Tańczyłyśmy wszystkie razem, nawet Sana trochę z nami tańczyła. Co chwilę jakiś napalony koleś wyciągał Vilde do tańca, a Noora korzystając z jej nieobecności szła do Williama potańczyć itd. Naprawdę nie sądziłam, że mogę się tak dobrze bawić, na imprezie przez przeszło już dwie godziny.
- Idę się czegoś napić.
-Okay, ale tym razem nam nie uciekaj.- zaśmiała się Vilda.
-Słowo harcerza. –położyłam dłoń na piersi, w miejscu gdzie znajduje się serce i ruszyłam w poszukiwaniu czegoś bezalkoholowego, do picia. Na blacie w kuchni stała butelka z wodą. Znalazłam sobie czystą szklankę i napiłam się wody. Była zaskakująco zimna.

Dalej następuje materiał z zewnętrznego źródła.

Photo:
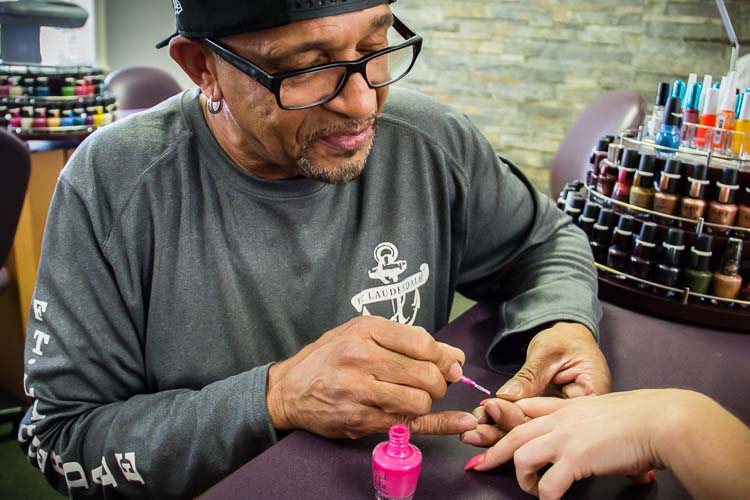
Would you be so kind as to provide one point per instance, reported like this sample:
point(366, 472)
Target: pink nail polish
point(474, 461)
point(395, 465)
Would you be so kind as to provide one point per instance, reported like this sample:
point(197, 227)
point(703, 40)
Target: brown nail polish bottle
point(722, 210)
point(642, 192)
point(743, 211)
point(666, 199)
point(726, 281)
point(628, 165)
point(693, 206)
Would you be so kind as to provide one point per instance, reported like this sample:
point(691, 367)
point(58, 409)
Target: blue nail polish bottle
point(669, 132)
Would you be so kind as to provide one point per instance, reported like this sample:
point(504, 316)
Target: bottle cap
point(673, 112)
point(694, 96)
point(647, 163)
point(649, 232)
point(678, 89)
point(744, 113)
point(662, 93)
point(630, 158)
point(711, 104)
point(675, 237)
point(606, 218)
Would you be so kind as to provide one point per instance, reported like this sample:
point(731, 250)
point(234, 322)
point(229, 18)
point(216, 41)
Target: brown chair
point(140, 87)
point(608, 114)
point(15, 169)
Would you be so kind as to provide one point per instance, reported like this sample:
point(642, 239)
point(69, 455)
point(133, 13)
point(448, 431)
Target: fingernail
point(511, 388)
point(474, 461)
point(467, 423)
point(455, 372)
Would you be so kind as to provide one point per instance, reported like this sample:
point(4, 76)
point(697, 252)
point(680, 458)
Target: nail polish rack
point(655, 298)
point(54, 102)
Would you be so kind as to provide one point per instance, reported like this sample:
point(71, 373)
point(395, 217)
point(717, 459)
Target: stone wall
point(523, 70)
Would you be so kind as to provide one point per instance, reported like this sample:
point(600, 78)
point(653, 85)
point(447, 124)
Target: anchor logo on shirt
point(387, 271)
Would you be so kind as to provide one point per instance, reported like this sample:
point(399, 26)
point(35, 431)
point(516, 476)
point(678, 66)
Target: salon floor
point(20, 481)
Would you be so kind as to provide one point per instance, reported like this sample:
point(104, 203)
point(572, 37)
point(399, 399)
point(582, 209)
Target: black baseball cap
point(217, 18)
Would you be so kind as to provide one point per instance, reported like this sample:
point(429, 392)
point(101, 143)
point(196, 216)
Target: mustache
point(342, 128)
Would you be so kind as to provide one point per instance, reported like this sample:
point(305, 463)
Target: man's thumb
point(526, 383)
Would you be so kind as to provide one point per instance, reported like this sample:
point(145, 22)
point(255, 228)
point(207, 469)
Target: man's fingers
point(556, 481)
point(538, 407)
point(484, 436)
point(447, 422)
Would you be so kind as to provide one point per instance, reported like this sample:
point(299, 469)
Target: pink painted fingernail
point(474, 461)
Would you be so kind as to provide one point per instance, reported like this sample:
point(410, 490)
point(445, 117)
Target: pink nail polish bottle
point(395, 465)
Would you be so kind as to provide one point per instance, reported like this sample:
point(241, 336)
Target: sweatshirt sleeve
point(523, 252)
point(97, 427)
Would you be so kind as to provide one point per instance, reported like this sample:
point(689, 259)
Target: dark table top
point(642, 352)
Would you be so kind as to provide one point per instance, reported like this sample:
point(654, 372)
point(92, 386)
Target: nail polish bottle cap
point(606, 218)
point(711, 104)
point(672, 112)
point(730, 261)
point(744, 113)
point(591, 211)
point(678, 89)
point(675, 237)
point(649, 232)
point(694, 96)
point(662, 93)
point(630, 158)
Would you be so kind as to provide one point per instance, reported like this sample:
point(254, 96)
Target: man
point(274, 215)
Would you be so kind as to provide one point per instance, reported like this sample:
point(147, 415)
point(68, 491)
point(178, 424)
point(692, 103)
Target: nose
point(356, 100)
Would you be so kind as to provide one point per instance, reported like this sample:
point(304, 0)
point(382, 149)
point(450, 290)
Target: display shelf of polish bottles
point(669, 229)
point(54, 102)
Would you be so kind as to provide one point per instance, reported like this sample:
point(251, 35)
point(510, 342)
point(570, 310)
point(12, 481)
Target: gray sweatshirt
point(170, 279)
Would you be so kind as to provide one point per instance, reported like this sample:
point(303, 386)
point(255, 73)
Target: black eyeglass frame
point(273, 81)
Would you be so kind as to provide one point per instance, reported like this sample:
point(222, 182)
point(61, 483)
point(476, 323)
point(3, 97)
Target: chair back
point(610, 113)
point(140, 87)
point(15, 168)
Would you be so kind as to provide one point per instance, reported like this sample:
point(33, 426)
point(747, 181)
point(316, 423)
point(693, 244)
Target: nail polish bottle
point(644, 249)
point(668, 261)
point(726, 281)
point(601, 234)
point(642, 192)
point(722, 210)
point(588, 218)
point(697, 275)
point(396, 464)
point(668, 136)
point(666, 199)
point(618, 254)
point(690, 114)
point(741, 137)
point(708, 117)
point(657, 114)
point(628, 165)
point(743, 211)
point(574, 205)
point(693, 206)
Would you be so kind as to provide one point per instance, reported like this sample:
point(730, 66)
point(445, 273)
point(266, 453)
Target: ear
point(198, 63)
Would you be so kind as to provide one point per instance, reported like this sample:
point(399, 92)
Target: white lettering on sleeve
point(127, 466)
point(102, 475)
point(74, 475)
point(40, 338)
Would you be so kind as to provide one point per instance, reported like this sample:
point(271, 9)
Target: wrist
point(275, 400)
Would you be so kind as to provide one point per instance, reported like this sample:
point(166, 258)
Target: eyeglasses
point(309, 87)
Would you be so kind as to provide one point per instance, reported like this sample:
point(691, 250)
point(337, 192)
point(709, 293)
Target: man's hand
point(365, 376)
point(562, 360)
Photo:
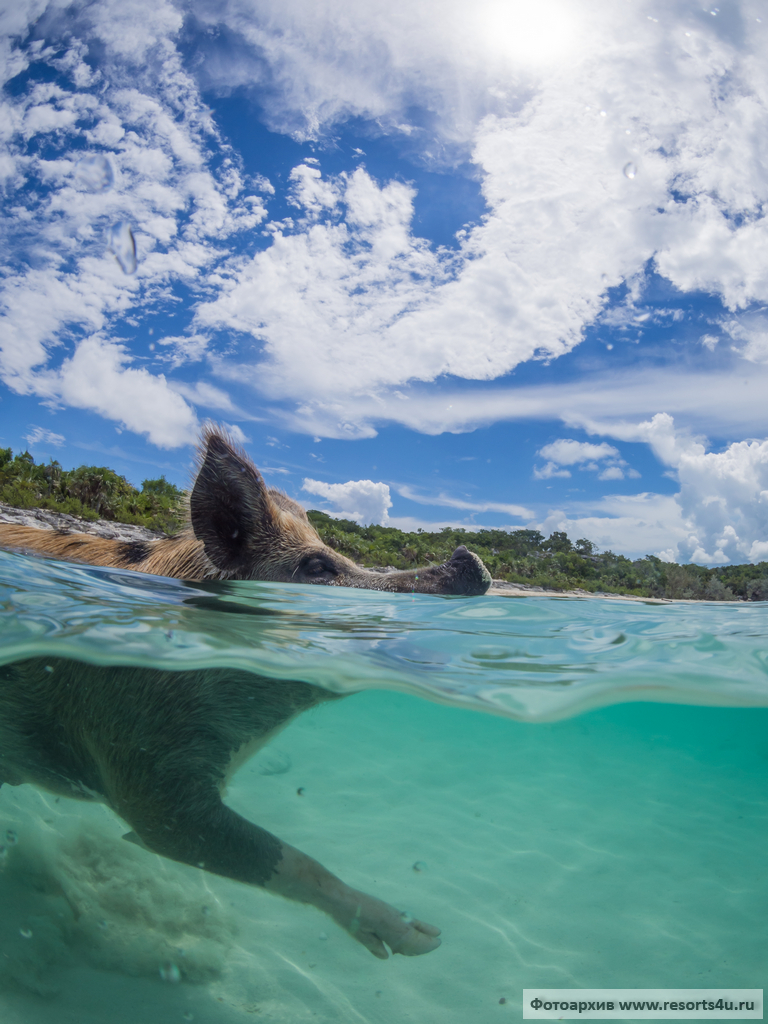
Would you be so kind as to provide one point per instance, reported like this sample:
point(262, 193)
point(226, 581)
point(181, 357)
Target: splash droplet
point(93, 173)
point(169, 972)
point(123, 245)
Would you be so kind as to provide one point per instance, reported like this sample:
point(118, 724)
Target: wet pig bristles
point(239, 528)
point(159, 747)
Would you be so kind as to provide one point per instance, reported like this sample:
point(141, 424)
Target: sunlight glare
point(532, 35)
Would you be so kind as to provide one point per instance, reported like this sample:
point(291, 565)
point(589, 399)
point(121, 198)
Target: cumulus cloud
point(59, 285)
point(632, 524)
point(722, 505)
point(98, 377)
point(39, 435)
point(566, 452)
point(448, 501)
point(365, 502)
point(680, 98)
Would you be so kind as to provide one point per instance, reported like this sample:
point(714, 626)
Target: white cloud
point(549, 470)
point(566, 452)
point(685, 99)
point(449, 501)
point(632, 524)
point(751, 336)
point(60, 284)
point(723, 499)
point(39, 435)
point(727, 401)
point(98, 377)
point(365, 502)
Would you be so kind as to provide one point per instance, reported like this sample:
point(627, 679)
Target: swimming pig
point(242, 529)
point(159, 745)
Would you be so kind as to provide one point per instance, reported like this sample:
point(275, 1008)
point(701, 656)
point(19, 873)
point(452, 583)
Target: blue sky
point(481, 264)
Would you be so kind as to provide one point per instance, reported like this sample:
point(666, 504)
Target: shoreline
point(46, 519)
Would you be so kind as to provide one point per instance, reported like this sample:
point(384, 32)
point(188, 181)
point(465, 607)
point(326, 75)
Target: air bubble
point(94, 173)
point(169, 972)
point(123, 245)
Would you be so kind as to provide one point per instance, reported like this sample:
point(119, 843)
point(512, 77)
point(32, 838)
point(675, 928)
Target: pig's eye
point(316, 569)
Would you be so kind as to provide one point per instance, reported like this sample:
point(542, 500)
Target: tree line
point(522, 556)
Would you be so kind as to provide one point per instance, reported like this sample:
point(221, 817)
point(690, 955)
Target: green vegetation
point(556, 562)
point(523, 556)
point(89, 492)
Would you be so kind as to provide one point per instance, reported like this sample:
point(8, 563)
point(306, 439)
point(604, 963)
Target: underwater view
point(573, 790)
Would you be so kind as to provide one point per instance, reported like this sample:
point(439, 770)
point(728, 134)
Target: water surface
point(604, 825)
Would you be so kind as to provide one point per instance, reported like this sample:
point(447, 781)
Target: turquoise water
point(605, 824)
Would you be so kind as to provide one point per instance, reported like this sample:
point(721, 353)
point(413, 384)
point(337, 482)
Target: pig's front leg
point(372, 922)
point(210, 835)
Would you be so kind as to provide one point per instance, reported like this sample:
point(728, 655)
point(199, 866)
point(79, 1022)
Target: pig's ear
point(229, 506)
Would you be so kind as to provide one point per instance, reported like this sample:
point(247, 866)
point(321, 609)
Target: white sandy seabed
point(625, 848)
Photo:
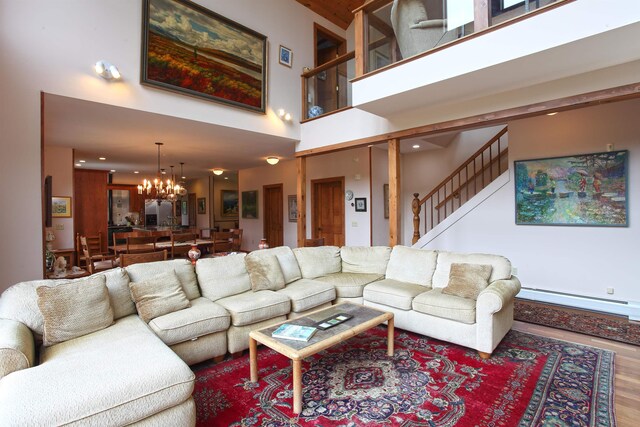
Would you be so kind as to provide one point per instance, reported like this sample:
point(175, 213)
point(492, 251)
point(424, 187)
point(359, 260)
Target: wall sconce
point(107, 71)
point(284, 115)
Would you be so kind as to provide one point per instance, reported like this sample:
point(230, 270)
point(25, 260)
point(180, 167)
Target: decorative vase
point(263, 244)
point(194, 254)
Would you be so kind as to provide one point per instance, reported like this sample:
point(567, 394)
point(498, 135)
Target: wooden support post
point(394, 192)
point(301, 165)
point(415, 206)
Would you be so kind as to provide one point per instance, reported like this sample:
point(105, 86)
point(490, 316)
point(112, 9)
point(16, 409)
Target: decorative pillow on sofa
point(264, 272)
point(158, 295)
point(467, 280)
point(74, 309)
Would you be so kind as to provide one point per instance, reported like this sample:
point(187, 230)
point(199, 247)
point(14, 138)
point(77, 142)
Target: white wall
point(59, 165)
point(51, 46)
point(574, 260)
point(284, 173)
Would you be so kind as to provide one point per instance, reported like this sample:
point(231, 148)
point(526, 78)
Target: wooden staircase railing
point(461, 185)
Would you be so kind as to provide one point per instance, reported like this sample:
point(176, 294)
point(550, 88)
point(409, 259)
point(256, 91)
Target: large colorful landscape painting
point(192, 50)
point(587, 189)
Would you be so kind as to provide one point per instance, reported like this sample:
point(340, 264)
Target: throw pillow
point(467, 280)
point(264, 272)
point(74, 309)
point(158, 295)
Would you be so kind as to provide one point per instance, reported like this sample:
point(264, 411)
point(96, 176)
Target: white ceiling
point(126, 138)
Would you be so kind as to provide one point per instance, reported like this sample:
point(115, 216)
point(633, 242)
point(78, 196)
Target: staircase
point(482, 168)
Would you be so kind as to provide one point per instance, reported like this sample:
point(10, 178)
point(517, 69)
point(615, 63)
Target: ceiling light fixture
point(107, 71)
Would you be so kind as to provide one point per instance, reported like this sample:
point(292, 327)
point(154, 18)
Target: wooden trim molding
point(573, 102)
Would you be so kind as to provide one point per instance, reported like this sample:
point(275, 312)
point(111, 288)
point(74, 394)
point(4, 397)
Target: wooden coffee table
point(364, 318)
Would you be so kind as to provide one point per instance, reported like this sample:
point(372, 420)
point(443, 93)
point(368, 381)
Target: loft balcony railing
point(327, 89)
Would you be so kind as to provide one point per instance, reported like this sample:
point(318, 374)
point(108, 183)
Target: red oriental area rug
point(529, 380)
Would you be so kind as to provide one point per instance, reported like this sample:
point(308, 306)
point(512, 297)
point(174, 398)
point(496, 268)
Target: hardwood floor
point(627, 368)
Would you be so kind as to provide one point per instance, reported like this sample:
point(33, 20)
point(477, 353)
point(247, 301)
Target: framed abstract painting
point(583, 189)
point(189, 49)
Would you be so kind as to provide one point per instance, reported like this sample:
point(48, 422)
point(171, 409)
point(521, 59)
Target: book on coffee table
point(294, 332)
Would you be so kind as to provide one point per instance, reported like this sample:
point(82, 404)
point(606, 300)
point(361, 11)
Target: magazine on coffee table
point(288, 331)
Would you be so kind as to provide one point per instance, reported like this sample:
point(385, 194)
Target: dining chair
point(141, 244)
point(95, 262)
point(137, 258)
point(181, 243)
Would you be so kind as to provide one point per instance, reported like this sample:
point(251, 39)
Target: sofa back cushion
point(222, 277)
point(20, 301)
point(500, 266)
point(318, 261)
point(412, 265)
point(183, 268)
point(74, 309)
point(365, 259)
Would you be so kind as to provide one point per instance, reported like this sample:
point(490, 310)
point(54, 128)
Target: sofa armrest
point(499, 293)
point(17, 348)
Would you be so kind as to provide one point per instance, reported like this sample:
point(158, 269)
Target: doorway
point(327, 210)
point(273, 215)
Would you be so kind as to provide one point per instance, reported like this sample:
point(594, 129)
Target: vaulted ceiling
point(340, 12)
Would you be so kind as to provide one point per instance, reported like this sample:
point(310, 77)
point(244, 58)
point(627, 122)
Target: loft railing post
point(415, 207)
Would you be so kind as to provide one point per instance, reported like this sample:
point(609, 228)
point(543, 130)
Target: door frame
point(264, 209)
point(314, 217)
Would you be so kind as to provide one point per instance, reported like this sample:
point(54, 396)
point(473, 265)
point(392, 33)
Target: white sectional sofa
point(127, 362)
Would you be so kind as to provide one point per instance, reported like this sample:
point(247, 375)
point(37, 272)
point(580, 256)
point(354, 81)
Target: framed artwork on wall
point(228, 203)
point(61, 207)
point(583, 189)
point(285, 56)
point(202, 205)
point(250, 204)
point(293, 208)
point(192, 50)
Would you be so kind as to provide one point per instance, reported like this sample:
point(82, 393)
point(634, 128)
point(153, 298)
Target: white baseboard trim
point(622, 308)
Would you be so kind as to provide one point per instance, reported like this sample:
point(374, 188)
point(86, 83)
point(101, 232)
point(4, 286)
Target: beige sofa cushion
point(501, 266)
point(411, 265)
point(318, 261)
point(158, 295)
point(435, 303)
point(392, 293)
point(264, 271)
point(251, 307)
point(306, 294)
point(74, 309)
point(467, 280)
point(116, 376)
point(364, 259)
point(349, 285)
point(203, 317)
point(222, 277)
point(182, 267)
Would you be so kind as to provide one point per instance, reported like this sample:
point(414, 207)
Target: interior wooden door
point(273, 215)
point(327, 207)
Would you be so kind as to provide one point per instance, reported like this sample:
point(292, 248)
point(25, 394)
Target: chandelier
point(160, 190)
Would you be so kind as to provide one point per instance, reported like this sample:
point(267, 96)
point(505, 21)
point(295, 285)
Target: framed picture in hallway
point(583, 189)
point(192, 50)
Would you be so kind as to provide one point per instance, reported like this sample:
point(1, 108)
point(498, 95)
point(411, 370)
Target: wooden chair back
point(314, 242)
point(137, 258)
point(141, 244)
point(181, 243)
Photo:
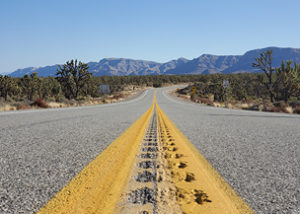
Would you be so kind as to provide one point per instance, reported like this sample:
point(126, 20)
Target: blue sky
point(46, 32)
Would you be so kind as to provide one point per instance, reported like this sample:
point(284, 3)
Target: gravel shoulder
point(257, 153)
point(42, 150)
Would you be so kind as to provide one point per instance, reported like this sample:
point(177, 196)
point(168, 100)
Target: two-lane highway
point(42, 150)
point(256, 153)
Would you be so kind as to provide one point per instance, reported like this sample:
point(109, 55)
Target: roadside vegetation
point(74, 86)
point(274, 90)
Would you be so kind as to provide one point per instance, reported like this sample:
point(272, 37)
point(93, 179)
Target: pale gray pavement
point(42, 150)
point(256, 153)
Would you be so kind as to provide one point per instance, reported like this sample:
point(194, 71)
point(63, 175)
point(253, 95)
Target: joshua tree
point(73, 77)
point(264, 63)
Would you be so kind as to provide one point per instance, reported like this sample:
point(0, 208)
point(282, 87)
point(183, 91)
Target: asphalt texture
point(42, 150)
point(257, 153)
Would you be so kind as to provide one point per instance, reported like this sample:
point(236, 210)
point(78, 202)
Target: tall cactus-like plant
point(288, 82)
point(264, 63)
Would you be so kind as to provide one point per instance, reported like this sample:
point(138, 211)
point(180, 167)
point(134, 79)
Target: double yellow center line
point(186, 182)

-Jednak przyszłaś. – podskoczyłam do góry, kiedy usłyszałam głos za moimi plecami.- Nie bój się.-złapał mnie za biodra i obrócił mnie w swoją stronę.
-Plany uległy zmianie.- zamknął mnie w klatce zrobionej ze swojego ciała, nie widziałam drogi ucieczki. Zrobiłam krok do tyłu, ale znów wpadłam na blat kuchenny.- A teraz przepraszam ciebie, ale dziewczyny na mnie czekają.
-Ładnie wyglądasz.- zmierzył mnie od czubka głowy, aż po same stopy, czułam się tym skrępowana.
- Jestem idealnym przykładem jak wiele potrafi zdziałać kobieta w 20 minut.
-Nie z tym trzeba się urodzić.- pochylił się nade mną, a mi udało się od niego odsunąć.
- O co ci chodzi?- krzyknęłam na niego i wyszłam z kuchni, a on poszedł za mną.
- Czemu nie możesz przyznać, że ci się podobam i dać mi się  chociaż pocałować?
-Bo nie!
- Po prostu boisz się tego, że możesz coś do kogoś poczuć co?
- A ty od kiedy jesteś znawcą w tych sprawach, co? Nie masz jakiejś laski do zaliczenia czy coś. Może Ebi albo Inana, przez całą imprezę chodzą i ciebie szukają. Znów możesz powtórzyć swój mały trójkącik.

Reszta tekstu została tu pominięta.